Culture e musiche dal mondo. A Chiasso è già tempo della kermesse Festate

Anticipazioni sulla manifestazione vicina al suo 30°

Artisti che alla grande presenza scenica abbinano una caratura artistica  internazionale e quello che una volta si diceva “impegno”, sociale oltre che culturale.

Da 28 anni sul finire della primavera, mentre chi può già pensa alle vacanze, la Svizzera spesso teatro di polemica con gli italiani accusati di rubare il lavoro ai rossocrociati e sinonimo di frontiere chiuse, mette in scena un parte diversa e  migliore, e invita a non mollare, ad abbattere steccati e pregiudizi, mentali e fisici. E parla a testa e voce alta di accoglienza, convivenza possibile, società multiculturale. Lo fa con braccia aperte che diventano un corale e  grande abbraccio nel segno del linguaggio universale della musica. E cadono tutte le barriere, di colpo. Per qualche giorno, per qualche ora, almeno, ma è già  tanto e  bello così,  e si balla, canta, ride, si mangia e si pensa tutti insieme.

È la magia chiamata “Festate”,  il festival di  culture e musiche del mondo, musiche speziate, di strada, meticciate e in perenne metamorfosi e costante ibridazione reciproca, che significativamente va in scena sulla frontiera, a Chiasso.

Un carnet preparato da un comitato di esperti dove campeggia un comasco “frontaliere” della cultura come il musicista Armando Calvia, che timona da anni le sorti del locale Cinema Teatro di via Dante.

E quale carnet troverà chi si troverà in transito la sera del 15 giugno in piazza del Municipio? Dalle 21 direttamente dall’Ucraina ci saranno i DakhaBrakha, quartetto il cui nome significa “dare/avere” e che propone un mix di tradizioni, con strumenti tradizionali indiani, arabi, a africani e perfino australiani. A seguire dal Marocco la voce di  Hindi Zahra con la sua band. Cresciuta a suon di musica tradizionale berbera, indiana ed egiziana per poi passare al rock psichedelico, al reggae e al soul, l’artista è un buon esempio di cosmopolita “world music”, benedetto dalla prestigiosa collaborazione con la stellare etichetta Blue Note.

“Festate” permetterà anche di meditare sul dramma della Siria con un gruppo, i 47 Soul, che ne è voce e incarnazione: il nome del gruppo allude infatti proprio al lontano 1947 ossia l’anno in cui era ancora possibile incontrarsi nella libera “Grande Siria”. Quando insomma la musica fa meditare sulla geopolitica e sulle sorti del nostro sgangherato mondo, grazie alla  creazione artistica.

La sera seguente tutti pronti ad ammirare dalle 21 la stella africana del momento, Dobet Gnahoré dalla Costa D’Avorio, voce calda e possente, che danza e interpreta le proprie composizioni  in differenti lingue africane oltre che in inglese e francese.

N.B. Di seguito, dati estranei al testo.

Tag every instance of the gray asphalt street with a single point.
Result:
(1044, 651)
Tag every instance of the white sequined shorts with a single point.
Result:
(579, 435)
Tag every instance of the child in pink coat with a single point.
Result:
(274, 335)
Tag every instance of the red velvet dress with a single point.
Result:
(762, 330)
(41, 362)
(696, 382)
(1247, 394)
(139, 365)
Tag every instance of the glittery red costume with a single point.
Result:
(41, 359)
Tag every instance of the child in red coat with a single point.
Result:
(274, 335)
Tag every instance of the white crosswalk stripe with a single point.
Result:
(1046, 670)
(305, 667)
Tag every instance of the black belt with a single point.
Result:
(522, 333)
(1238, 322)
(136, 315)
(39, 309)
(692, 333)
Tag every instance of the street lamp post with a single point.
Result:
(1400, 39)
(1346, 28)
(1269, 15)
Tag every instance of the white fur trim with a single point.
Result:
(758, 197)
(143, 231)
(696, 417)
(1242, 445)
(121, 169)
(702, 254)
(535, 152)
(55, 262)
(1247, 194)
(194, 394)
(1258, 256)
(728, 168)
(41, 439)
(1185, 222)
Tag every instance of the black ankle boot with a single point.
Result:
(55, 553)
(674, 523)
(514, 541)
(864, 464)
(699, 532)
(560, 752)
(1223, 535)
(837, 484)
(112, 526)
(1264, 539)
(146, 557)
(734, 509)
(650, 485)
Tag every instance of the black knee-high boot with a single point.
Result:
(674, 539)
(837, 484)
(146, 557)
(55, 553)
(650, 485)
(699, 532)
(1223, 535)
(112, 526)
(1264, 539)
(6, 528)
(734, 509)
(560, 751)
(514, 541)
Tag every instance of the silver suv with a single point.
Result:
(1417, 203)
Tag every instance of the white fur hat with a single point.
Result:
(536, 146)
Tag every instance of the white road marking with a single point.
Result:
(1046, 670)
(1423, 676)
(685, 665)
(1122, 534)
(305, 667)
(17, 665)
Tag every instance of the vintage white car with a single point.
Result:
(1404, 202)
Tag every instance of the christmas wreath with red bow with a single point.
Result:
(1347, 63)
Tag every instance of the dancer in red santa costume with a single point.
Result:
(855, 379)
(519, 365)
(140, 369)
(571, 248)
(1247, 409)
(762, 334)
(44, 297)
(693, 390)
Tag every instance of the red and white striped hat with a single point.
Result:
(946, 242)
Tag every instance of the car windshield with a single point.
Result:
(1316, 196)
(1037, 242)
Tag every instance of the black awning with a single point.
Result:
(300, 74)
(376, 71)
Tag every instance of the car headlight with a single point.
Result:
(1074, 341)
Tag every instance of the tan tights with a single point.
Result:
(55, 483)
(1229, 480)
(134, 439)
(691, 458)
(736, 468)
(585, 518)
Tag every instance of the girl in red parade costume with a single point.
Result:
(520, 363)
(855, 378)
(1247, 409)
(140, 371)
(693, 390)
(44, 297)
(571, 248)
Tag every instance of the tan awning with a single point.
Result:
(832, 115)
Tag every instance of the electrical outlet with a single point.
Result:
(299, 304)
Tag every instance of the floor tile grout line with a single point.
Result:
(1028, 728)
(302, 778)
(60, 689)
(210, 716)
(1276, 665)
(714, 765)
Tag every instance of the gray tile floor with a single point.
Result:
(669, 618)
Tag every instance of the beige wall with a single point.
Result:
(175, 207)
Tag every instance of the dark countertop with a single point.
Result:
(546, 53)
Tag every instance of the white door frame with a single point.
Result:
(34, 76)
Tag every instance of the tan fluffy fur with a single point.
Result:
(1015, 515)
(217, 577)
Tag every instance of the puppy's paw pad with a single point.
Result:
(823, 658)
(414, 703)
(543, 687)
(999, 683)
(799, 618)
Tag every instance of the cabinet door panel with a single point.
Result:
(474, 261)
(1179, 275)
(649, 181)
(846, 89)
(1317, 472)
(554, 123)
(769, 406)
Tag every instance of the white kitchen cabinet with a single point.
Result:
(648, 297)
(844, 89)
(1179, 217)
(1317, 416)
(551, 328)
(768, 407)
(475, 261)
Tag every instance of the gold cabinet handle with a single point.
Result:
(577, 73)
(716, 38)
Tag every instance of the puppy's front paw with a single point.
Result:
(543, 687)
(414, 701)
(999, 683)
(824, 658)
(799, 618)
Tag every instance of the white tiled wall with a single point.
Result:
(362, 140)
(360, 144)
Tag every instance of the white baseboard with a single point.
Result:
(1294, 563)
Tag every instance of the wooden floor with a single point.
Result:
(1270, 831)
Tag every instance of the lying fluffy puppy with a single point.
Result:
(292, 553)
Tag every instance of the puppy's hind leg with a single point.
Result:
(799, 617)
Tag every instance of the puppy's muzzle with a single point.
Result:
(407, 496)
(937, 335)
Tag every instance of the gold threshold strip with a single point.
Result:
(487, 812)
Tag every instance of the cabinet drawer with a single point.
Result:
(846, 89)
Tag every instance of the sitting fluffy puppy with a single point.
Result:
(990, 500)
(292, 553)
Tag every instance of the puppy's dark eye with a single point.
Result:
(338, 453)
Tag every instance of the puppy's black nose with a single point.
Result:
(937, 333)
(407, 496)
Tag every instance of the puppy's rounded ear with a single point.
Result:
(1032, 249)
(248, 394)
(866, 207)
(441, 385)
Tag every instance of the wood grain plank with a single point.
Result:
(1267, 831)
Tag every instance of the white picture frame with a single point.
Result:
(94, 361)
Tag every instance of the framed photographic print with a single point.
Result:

A seguire, suggellando il legame fisico di Chiasso con l’Italia che tanto ha dato e dà all’economia svizzera, ecco il gruppo mitico del sassofonista partenopeo James Senese, già membro del supergruppo di Pino Daniele, figlio di padre americano e madre napoletana, crocevia biografico di culture fatto musica, con un sassofono che magicamente sembra quasi voler  soffiare via la paura e l’incertezza di fronte alle incognite e alle sfide della contemporaneità.

Sono però solo alcuni dei punti di eccellenza di una manifestazione che sta per sfiorare il trentennale e  apre di fatto le danze dei festival musicali estivi svizzeri, proverbiali sinonimi di qualità e coinvolgimento anche per il pubblico italiano per il quale la “gita a Chiasso” auspicata già nel 1963 da Alberto Arbasino si conferma una salutare abitudine.

E come detto “Festate” è anche gastronomia e sapori forti, autentici viaggi intorno al mondo con i suoi “buffet migranti”  e un articolato programma di eventi, dibattiti e mostre (quest’anno spazio all’arte postale che parte dalla Svizzera e si irradia all’intero mondo) che invitano anche a dare sostegno  concreto a rifugiati e migranti, sottolineando una volta di più  le finalità umanitarie della manifestazione.